Hope this tip will save someone else's life. In my case the problem was that I ran out of memory, but only slightly, was hard to think about it. Wasted 3hrs on that. I recommend running:
sudo htop
or
sudo free -m
...along with running problematic requests on the server to see if your memory doesn't run out. And if it does like in my case, you need to create a swap file (unless you already have one).
I have followed this tutorial to create swap file on Ubuntu Server 14.04 and it worked just fine:
http://www.cyberciti.biz/faq/ubuntu-linux-create-add-swap-file/
If you're on Ubuntu, and all of the above has failed you, AppArmor is most likely to blame.

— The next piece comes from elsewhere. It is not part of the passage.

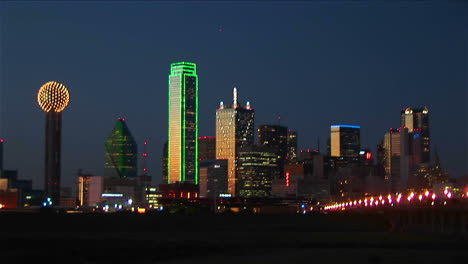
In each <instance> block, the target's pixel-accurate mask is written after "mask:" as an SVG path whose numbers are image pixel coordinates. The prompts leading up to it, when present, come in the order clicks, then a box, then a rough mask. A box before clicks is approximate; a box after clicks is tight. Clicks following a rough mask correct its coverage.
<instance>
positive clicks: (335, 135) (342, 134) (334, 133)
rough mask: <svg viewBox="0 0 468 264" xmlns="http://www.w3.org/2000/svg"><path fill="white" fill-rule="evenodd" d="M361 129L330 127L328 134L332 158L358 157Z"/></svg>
mask: <svg viewBox="0 0 468 264" xmlns="http://www.w3.org/2000/svg"><path fill="white" fill-rule="evenodd" d="M360 131H361V127H360V126H354V125H332V126H331V134H330V138H331V140H330V144H331V156H332V157H359V151H360V150H361V138H360V137H361V136H360V134H361V133H360Z"/></svg>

Here is a good guide how to fix it: https://www.digitalocean.com/community/tutorials/how-to-create-an-apparmor-profile-for-nginx-on-ubuntu-14-04
Long story short:
vi /etc/apparmor.d/nginx
Or
sudo aa-complain nginx
sudo service nginx restart
See everything working nicely... then
sudo aa-logprof
I still had problems with Nginx not being able to read error.log, even though it had all the permissions possible, including in Apparomor. I'm guessing it's got something to do with the order of the entries, or some interaction with Passenger or PHP-Fpm... I've run out of time to troubleshoot this and have gone back to Apache for now. (Apache performs much better too FYI.)
AppArmor just lets Nginx do whatever it wants if you just remove the profile:
rm /etc/apparmor.d/nginx
service apparmor reload
Shockingly, but hardly surprising, a lot of posts on fixing Nginx errors resorts to completely disabling SELinux or removing AppArmor. That's a bad idea because you lose protection from a whole lot of software. Just removing the Nginx profile is a better way to troubleshoot your config files. Once you know that the problem isn't in your Nginx config files, you can take the time to create a proper AppArmor profile.
Without an AppArmor profile, especially if you run something like Passenger too, I give your server about a month to get backdoored.
For me the error was in default file of Nginx
located at /etc/nginx/sites-available/default
I noticed the version of php-fpm used was 7.0 and the php version i downloaded was 7.2
I simply changed the version to 7.2 and it worked.
fastcgi_pass unix:/var/run/php/php7.0-fpm.sock;
Similar setup here and looks like it was just a bug in my code. At the start of my app I looked for the offending URL and this worked: echo '<html>test</html>'; exit();
In my case, turns out the problem was an uninitialized variable that only failed under peculiar circumstances.